Why Slack should be concerned
In response to Microsoft's blog post, Slack CEO and co-founder Stewart Butterfield said that he's not concerned about Teams' growth. He pointed to the fact that Microsoft has spent billions of dollars on Bing to make it a viable competitor with Google in internet search space. And yet it still only attracts about 9% of the market. Essentially, Butterfield believes that just because Microsoft is a large company with lots of money, it doesn't mean that it can beat his company.
But Slack and its investors shouldn't brush Microsoft's latest report aside. The tech giant has rebuilt itself over the past few years as a leading cloud computing player. In the fiscal third quarter, Microsoft's commercial cloud sales grew 41% year over year, and its popular cloud computing platform, Azure, increased its sales 73% from the year-ago quarter.

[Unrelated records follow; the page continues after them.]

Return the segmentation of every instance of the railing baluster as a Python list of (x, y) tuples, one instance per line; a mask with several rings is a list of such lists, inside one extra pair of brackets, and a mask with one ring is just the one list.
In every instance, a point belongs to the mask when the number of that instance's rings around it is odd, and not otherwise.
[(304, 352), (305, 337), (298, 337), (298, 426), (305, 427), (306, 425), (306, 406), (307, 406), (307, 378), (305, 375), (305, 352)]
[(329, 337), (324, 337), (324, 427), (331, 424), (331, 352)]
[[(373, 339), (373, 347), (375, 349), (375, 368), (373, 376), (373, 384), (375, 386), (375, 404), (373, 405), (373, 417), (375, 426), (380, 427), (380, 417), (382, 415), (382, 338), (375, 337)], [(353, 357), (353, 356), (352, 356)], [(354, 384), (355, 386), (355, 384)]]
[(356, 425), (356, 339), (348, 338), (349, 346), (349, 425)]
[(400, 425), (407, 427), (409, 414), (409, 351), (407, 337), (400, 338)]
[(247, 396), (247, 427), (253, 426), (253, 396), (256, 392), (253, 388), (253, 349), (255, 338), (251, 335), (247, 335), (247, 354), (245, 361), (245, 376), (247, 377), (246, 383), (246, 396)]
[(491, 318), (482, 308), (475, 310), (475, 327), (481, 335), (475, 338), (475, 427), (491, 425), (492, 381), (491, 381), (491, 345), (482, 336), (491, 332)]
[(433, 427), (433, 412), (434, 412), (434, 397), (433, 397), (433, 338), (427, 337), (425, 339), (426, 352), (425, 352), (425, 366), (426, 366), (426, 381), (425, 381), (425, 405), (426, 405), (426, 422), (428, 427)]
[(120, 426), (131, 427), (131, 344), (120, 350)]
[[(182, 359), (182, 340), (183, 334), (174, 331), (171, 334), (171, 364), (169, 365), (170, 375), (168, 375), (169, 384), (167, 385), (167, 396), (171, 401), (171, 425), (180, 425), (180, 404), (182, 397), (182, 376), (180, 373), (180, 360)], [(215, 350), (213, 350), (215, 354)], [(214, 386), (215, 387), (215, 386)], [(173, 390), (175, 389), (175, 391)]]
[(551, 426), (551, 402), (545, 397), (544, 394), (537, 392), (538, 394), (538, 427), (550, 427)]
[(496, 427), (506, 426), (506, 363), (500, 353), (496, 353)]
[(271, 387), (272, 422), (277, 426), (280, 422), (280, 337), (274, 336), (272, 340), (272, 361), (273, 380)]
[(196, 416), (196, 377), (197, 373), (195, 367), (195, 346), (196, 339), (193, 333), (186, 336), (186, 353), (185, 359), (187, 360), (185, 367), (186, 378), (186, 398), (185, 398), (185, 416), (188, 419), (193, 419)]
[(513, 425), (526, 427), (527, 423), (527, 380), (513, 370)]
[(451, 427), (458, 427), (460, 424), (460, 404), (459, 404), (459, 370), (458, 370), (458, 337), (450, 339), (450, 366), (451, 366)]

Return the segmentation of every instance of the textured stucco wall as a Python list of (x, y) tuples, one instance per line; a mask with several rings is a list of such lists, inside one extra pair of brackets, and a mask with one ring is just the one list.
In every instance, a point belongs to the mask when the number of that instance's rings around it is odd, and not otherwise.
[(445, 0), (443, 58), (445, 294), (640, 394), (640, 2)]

What does the company's cloud growth have to do with Teams? It's proof that administrators still look to Microsoft for their business software needs, and that means adding Teams into the mix is a logical step for many companies. Enterprise companies looking for a communication tool that's built by one of the most trusted tech companies in the world are turning to Microsoft. The company said back in March that 91 Fortune 100 companies now use Teams.
But the biggest point of concern for Slack investors should be that Teams' rapid growth shows that Slack doesn't yet have a sustainable competitive advantage.
Microsoft was able to create a Slack competitor nearly three years after Slack came into existence, and has since become one of its biggest rivals. It doesn't mean that Slack isn't a great tool or that it can't find a way to beat Microsoft, but it does mean that at this point nothing is stopping Microsoft (or other major tech companies) from creating Slack clones and beating the young company at its own game.
All of the above doesn't mean that Slack is doomed. But shareholders need to keep a close eye on Microsoft Teams' growth compared to Slack's. The young company may shed some light on its daily active user figure when it reports its second-quarter results, likely in September.
Additionally, investors need to remember that the online communication segment that Slack and Microsoft Teams occupy is still in its infancy. Slack could prove to be a great long-term investment, but it's still too early to tell how well it can compete with Teams.
Bottom line: Investors should be cautious before buying Slack's stock, and current shareholders need to keep a close eye on Microsoft.